Sun Sentinel Palm Beach Edition
EU secures $2.1 trillion budget and virus fund
BRUSSELS — After four days and nights of wrangling, exhausted European Union leaders clinched a deal on a $2.1 trillion budget and coronavirus recovery fund early Tuesday.
The 27 leaders grudgingly committed to a massive aid package for those hit hardest by COVID-19, which has killed about 135,000 people within the bloc.
“Extraordinary events, and this is the pandemic that has reached us all, also require extraordinary new methods,” German Chancellor Angela Merkel said.
To confront the biggest recession in its history, the EU will establish a $865 billion coronavirus fund, partly based on common borrowing, to be sent as loans and grants to the hardest-hit countries. That is in addition to the agreement on the seven-year, $1.2 trillion EU budget that leaders had been haggling over for months even before the pandemic.

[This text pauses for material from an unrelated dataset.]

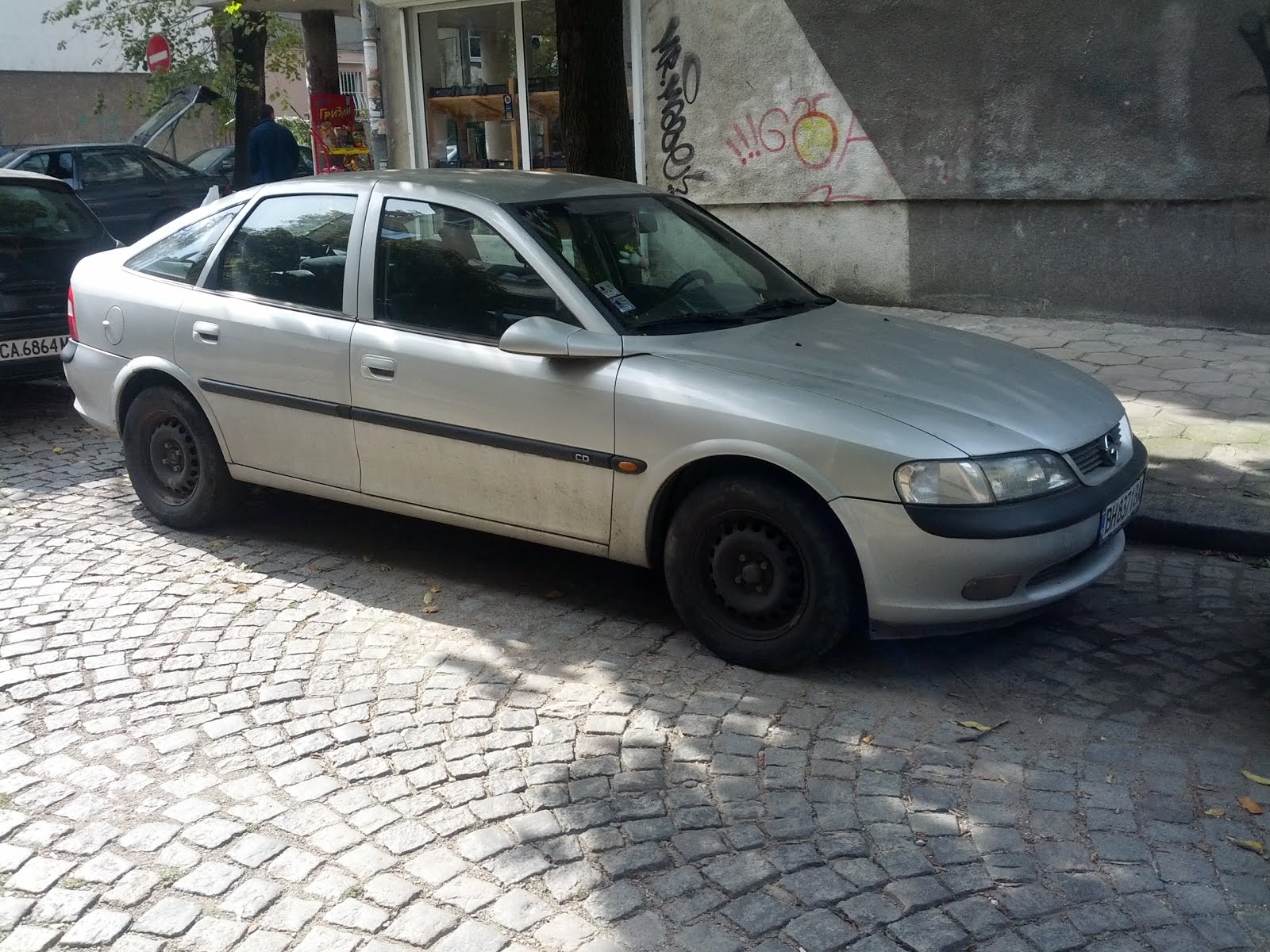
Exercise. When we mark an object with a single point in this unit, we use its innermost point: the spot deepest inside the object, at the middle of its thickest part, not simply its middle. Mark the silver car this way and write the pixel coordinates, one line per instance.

“The consequences will be historic,” French President Emmanuel Macron said.
The European Parliament still has to approve the deal.

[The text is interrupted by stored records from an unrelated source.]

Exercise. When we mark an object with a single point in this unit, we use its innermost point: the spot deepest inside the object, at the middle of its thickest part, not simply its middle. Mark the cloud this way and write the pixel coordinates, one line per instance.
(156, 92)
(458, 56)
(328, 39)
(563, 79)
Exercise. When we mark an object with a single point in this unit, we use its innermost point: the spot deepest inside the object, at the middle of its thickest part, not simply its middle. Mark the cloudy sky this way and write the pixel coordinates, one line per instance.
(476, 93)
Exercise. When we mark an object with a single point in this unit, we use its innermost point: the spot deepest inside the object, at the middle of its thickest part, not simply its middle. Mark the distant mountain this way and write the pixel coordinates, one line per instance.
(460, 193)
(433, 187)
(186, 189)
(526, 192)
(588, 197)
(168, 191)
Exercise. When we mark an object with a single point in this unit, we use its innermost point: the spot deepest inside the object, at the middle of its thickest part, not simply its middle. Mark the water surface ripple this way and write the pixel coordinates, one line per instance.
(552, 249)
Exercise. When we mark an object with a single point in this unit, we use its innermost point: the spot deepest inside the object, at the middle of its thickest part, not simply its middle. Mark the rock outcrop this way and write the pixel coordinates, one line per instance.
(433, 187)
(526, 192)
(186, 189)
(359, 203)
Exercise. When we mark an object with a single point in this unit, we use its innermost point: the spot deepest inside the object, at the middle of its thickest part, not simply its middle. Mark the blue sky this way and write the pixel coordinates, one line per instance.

Dutch Prime Minister Mark Rutte and others had wanted a link to be made between the handout of EU funds and the rule of law — a connection aimed at Poland and Hungary, countries with right-wing populist governments that many in the EU think are sliding away from democratic rule.
The compromise deal the leaders finally hammered out was one that Hungarian Prime Minister Viktor Orban claimed as a victory.
“We not just managed to get a good package of money, but we defended the pride of our nations and made clear that it is not acceptable that anybody, especially those who inherited the rule of law criticize us, the freedom fighters that did a lot against the communist regime in favor of rule of law,” he said.